İçimdeki fırtına tohumlarını ben mi attım?
Kader, sen oynamadın mı içimle, dışımla?
Gözümden yaş akmasın diye, hep yumruğumu sıktım,
Yalancı kahkahalar savururken,
Sözüm ona mutluluk edalarında,
Ruhumu dibinden parçalayıp attım, gizlice.
Sustukça yaralarım kanıyor
Oysa ki sahte kahkahalarımla diniyordu acılarım.
Ser verip sır vermeyen incilerim dağılıyor
Sustukça ruhum bedenimi aşıyor.
İşkencenin alâsı kol geziyor şimdilerde
Dilim lâl kaldı, yüreğim hançer bedenimde.

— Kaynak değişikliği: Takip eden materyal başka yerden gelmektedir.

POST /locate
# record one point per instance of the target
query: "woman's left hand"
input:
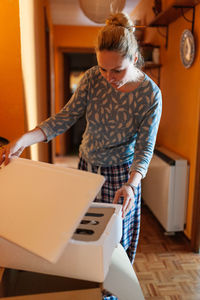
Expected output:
(128, 199)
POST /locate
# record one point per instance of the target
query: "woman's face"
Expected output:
(117, 70)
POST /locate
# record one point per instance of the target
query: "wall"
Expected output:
(180, 88)
(23, 101)
(34, 61)
(12, 116)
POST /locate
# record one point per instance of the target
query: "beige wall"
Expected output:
(32, 20)
(12, 116)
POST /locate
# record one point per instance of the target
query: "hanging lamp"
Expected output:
(98, 10)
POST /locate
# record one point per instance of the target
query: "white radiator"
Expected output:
(165, 189)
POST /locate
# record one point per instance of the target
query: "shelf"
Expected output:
(172, 13)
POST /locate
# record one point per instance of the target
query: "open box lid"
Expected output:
(42, 204)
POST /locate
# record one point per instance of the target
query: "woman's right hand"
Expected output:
(16, 147)
(13, 149)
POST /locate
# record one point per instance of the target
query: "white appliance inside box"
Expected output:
(42, 206)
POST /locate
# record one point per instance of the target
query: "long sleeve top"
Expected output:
(119, 125)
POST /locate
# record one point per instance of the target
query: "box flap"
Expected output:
(42, 204)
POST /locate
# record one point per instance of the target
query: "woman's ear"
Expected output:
(135, 59)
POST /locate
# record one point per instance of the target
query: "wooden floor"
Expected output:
(165, 266)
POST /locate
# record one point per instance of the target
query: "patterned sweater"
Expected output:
(120, 126)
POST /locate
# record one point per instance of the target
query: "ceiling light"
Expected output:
(99, 10)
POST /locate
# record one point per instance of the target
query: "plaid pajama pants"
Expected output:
(115, 177)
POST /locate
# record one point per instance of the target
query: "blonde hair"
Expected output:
(118, 35)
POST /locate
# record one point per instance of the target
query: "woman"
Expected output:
(123, 109)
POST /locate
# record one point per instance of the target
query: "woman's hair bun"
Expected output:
(120, 19)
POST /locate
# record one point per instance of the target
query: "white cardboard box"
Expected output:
(41, 207)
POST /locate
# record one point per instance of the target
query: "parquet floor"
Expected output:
(165, 266)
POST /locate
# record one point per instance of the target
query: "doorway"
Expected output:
(75, 63)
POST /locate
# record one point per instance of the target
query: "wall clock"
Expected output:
(187, 48)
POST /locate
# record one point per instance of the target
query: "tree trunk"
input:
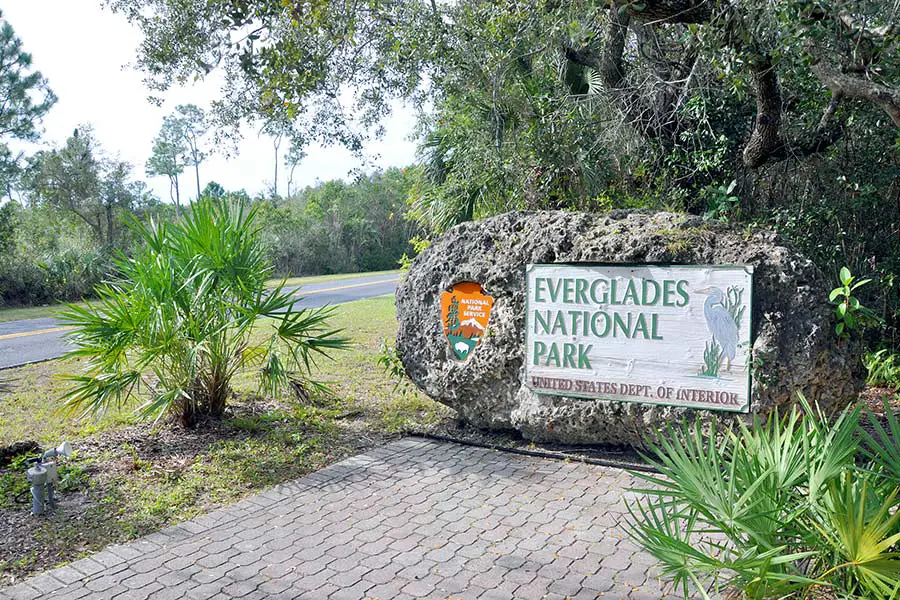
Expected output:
(177, 199)
(764, 139)
(197, 173)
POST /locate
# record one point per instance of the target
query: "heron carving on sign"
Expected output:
(721, 323)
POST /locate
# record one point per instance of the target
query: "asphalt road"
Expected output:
(35, 340)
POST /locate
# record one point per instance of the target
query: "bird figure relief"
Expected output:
(720, 323)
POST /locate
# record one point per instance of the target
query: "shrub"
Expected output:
(183, 310)
(776, 509)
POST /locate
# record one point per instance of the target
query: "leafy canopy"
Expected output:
(189, 311)
(25, 98)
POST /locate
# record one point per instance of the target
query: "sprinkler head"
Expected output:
(64, 449)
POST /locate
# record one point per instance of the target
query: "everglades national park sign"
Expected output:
(573, 328)
(657, 334)
(465, 310)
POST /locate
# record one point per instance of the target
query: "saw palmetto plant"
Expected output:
(186, 313)
(776, 509)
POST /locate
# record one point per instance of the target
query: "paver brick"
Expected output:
(414, 519)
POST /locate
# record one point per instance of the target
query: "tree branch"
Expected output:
(850, 86)
(764, 138)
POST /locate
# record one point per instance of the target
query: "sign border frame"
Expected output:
(748, 268)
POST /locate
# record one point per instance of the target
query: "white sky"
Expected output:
(82, 49)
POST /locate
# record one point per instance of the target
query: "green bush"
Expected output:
(776, 509)
(191, 309)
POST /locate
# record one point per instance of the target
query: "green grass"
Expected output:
(135, 479)
(50, 310)
(30, 312)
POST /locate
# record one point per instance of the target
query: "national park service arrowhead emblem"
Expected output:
(465, 310)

Nereden çıktın yıllar sonra be gülüm?
Ben bana fazlayken.
Bir de sen geldin ruhuma yeniden
Hep içimde saklıydı sevdan desem.
İnci tanem, gülüm, bir tanem;
Seni gönül mahsenimden atmaya
Yıllardan süzgeç gibi geçti benliğim
Bir yudum sevdandı sadece istediğim
Boynumu büktüm, hep seni bekledim
Benden önce ölmenden korkarım.
Yâr koynunda mutlu kal, ne edeyim?
Hep korktum birilerini kırmaktan, incitmekten
Dimdik inatlaştım hayat denen yalana
İçimdeki ürkek çocuğu geceleri çıkardım ortaya.
Kimse bilmedi içimdeki çocukça acemiliği
Kimseler anlayamadı bendeki bu tutarsızlığı.
Deseler ki; bir gün yolların kesişecek,
Nasıl geçti bir ömür anlamadım ki;
Ne avuçlarımda tutabildim giden yılları,
Ne de umutlarımı bir kesede saklayabildim.
Hep koşuşturdum sağa sola.
Hep el uzattım bir ele ihtiyacı olanlara
Şimdi derman kalmadı ruhumda kimseye yardıma.
Bir şafak türküsü için dilenirsin geceye
Avucuna her zaman yıldız düşmüyor ki günlerin
Bazen geceler sancılı sabahlarda can bulurken
Bazen de ayazda çığ bekler gibi düşlerim.
Katar katar kervanlar gelir bazen kısık sesle ardımdan
Dönüp baktığımda, coşkun en yükseğe çıkar
Hiç göçmen kuşlarla dertleştiniz mi?
Onların kanatlarında dört bir yana savurdunuz mu acılarınızı?
Ben yıllarca böyle dertleştim anladınız mı?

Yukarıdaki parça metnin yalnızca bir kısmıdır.